И все же не беря во внимание некоторые события, его детские годы были наполнены тем, чем и должны были: Стефано помнит, как по дороге в школу старался не заступать за определенные линии на дороге, как молился перед сном, «свой» магазин марок и как они с другом однажды стащили банкноту из мешка с пасхальными подношениями, но Розовая Гронки так и осталась для них несбыточной мечтой.
В шестнадцать лет на греческом острове Стефано чудом остался жив. Довольно странная для юного итальянца меланхолия и сильнейший ее приступ толкнули парня на отчаянный шаг. Взяв машину знакомого, разогнав ее на бешеной скорости по трассе, Стефано решил сделать «большой прыжок» в никуда. Была ночь, и во мраке он слышал лишь гремящий, страшный звук мотора.
После бешеной гонки машина оказалась на дне ущелья, а Стефано, чудом оставшийся в живых, потерял сознание после того, как выбрался наверх. С переломом шейных позвонков мальчика госпитализировали в больницу в Афины, где он провел, прикованный к постели, месяц. Что толкнуло его на этот отчаянный шаг? Возможно, мы скоро узнаем – Стефано решил написать книгу о себе самом в том возрасте, который в Италии называют adolescenza, а в России «переходным».
После окончания лицея (та ступень образования, что соответствует окончанию российской школы) Стефано начал планировать свое будущее. Когда ему исполнилось восемнадцать, он выбрал поступление в университет на факультет политических наук и «сразу же стал готовиться к экзамену по современной истории, углубляясь до Ленина и русской революции».
Но в университете произошло нечто – случайность, определившая всю дальнейшую судьбу Дионизи и итальянского кинематографа. Каждый из стоявших в очереди на экзамен имел некий документ – план, которого был лишен Стефано. Не потому, что он о нем не позаботился, а потому что намеренно решил не связывать себя никакими рамками в виде расписания сдачи экзаменов. Кроме того, юноша верил, что профессора закроют глаза на отсутствие данного документа.

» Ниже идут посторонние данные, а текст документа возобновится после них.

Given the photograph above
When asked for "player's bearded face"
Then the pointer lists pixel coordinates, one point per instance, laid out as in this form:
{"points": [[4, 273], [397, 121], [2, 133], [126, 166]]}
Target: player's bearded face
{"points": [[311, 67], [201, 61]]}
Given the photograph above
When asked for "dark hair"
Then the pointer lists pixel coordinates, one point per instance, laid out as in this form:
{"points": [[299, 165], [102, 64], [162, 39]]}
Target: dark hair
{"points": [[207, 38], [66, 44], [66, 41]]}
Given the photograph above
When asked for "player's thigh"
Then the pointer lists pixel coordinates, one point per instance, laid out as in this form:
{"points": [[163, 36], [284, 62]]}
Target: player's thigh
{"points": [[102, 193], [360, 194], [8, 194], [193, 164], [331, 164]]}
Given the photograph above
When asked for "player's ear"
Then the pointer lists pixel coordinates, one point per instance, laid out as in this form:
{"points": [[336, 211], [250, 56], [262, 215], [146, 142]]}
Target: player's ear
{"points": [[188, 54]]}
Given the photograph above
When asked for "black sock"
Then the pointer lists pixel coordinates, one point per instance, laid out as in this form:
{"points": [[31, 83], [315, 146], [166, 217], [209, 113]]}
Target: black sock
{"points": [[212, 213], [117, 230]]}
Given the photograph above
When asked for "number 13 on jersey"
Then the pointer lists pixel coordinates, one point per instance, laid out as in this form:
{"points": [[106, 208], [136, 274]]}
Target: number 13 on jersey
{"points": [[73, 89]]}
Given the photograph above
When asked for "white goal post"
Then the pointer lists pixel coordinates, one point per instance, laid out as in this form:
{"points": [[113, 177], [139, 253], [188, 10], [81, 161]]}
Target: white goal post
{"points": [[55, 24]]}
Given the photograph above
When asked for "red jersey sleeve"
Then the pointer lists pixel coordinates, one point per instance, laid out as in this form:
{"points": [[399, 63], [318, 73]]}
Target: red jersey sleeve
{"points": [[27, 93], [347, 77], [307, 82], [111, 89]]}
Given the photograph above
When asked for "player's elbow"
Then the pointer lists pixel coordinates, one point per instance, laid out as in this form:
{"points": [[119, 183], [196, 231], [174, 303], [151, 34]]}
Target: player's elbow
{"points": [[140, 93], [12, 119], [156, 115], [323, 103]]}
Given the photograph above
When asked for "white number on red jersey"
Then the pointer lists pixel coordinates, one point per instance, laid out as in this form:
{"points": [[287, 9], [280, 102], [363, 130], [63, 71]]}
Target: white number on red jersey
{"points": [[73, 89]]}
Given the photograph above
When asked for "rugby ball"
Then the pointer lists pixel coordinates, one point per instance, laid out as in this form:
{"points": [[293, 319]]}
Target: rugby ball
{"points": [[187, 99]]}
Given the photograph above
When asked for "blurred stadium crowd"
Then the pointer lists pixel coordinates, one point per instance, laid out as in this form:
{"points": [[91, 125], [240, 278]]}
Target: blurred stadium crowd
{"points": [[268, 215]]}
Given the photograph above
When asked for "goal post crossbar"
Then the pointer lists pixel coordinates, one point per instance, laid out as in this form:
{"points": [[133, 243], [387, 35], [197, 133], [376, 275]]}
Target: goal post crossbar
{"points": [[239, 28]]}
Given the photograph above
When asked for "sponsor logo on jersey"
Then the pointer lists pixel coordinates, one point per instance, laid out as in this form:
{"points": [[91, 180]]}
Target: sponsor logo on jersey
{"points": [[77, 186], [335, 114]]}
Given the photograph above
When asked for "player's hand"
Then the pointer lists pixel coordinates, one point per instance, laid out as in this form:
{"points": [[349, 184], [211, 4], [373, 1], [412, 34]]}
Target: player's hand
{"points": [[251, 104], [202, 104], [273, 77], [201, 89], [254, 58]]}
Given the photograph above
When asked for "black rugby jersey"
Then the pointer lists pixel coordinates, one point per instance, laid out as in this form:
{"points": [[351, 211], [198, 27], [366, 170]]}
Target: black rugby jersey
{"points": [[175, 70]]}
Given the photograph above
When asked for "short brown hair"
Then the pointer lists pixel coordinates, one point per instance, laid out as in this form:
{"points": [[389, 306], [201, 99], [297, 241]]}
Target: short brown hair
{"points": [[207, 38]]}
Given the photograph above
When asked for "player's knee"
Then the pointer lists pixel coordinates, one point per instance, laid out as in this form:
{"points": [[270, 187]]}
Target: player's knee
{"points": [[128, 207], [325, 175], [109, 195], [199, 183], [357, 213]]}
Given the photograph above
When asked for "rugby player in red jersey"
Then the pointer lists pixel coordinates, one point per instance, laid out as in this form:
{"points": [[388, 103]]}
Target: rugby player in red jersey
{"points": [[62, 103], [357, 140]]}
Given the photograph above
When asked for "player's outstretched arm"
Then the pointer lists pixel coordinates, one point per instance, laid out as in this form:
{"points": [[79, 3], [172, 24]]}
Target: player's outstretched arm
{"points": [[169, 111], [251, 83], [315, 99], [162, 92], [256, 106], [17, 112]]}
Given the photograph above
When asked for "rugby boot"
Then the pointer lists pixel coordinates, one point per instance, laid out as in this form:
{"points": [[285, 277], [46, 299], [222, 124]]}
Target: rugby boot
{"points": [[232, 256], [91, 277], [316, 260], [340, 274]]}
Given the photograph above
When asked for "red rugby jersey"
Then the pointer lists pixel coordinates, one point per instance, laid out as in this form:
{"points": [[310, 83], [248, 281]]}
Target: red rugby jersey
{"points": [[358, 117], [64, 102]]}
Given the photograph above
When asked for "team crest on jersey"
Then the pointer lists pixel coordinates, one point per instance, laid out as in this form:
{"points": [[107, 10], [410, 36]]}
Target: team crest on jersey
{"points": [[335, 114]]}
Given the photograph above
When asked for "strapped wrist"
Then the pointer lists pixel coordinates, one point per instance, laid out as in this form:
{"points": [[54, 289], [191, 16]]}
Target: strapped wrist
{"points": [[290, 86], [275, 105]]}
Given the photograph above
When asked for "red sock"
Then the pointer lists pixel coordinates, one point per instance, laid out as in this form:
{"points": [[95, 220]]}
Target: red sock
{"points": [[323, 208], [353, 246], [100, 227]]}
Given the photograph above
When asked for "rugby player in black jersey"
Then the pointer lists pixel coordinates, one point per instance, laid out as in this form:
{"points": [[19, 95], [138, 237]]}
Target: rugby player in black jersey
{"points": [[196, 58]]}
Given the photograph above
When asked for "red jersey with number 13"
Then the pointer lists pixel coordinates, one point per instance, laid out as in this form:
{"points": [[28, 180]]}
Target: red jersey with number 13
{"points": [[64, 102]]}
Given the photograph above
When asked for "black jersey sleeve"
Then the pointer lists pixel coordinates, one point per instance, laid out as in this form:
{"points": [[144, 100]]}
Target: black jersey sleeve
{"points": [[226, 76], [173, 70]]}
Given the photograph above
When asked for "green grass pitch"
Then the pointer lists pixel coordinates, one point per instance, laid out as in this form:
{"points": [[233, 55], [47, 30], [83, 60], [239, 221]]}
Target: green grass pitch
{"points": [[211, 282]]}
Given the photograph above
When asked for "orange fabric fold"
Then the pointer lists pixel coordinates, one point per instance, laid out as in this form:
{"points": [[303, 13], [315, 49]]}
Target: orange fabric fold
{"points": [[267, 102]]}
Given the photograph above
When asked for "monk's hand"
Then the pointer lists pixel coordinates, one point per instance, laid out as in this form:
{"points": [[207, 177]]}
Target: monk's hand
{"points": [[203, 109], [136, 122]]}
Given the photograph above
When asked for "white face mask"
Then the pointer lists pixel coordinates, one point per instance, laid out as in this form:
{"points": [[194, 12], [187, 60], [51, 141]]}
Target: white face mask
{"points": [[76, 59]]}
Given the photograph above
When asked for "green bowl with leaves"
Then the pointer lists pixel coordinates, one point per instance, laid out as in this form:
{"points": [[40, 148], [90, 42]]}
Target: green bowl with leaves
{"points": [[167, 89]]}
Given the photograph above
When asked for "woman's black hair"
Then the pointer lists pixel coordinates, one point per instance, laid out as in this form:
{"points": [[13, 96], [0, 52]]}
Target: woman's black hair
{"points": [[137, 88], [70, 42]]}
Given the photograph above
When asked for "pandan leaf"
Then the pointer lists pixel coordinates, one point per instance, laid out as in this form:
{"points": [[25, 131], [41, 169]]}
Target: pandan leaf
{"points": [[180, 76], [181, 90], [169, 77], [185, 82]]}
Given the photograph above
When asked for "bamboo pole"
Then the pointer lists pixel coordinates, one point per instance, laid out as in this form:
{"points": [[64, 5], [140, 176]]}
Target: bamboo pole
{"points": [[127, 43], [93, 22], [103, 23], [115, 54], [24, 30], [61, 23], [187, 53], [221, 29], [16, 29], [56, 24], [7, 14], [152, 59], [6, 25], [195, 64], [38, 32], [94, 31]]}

Но все вышло наоборот: «Меня отклонили из-за недостаточности документации. Я вышел из класса и решил, что университет для меня теперь – закрытая глава». Стефано выбрал свободу, но сильно переживал из-за произошедшего: «Учитывая мою жажду познания и страсть к учебе, я полагал тогда, что она должна происходить в университетской атмосфере». Не имея никаких представлений об устройстве жизни, Стефано вновь впал в состояние меланхолии, которая длилась несколько месяцев.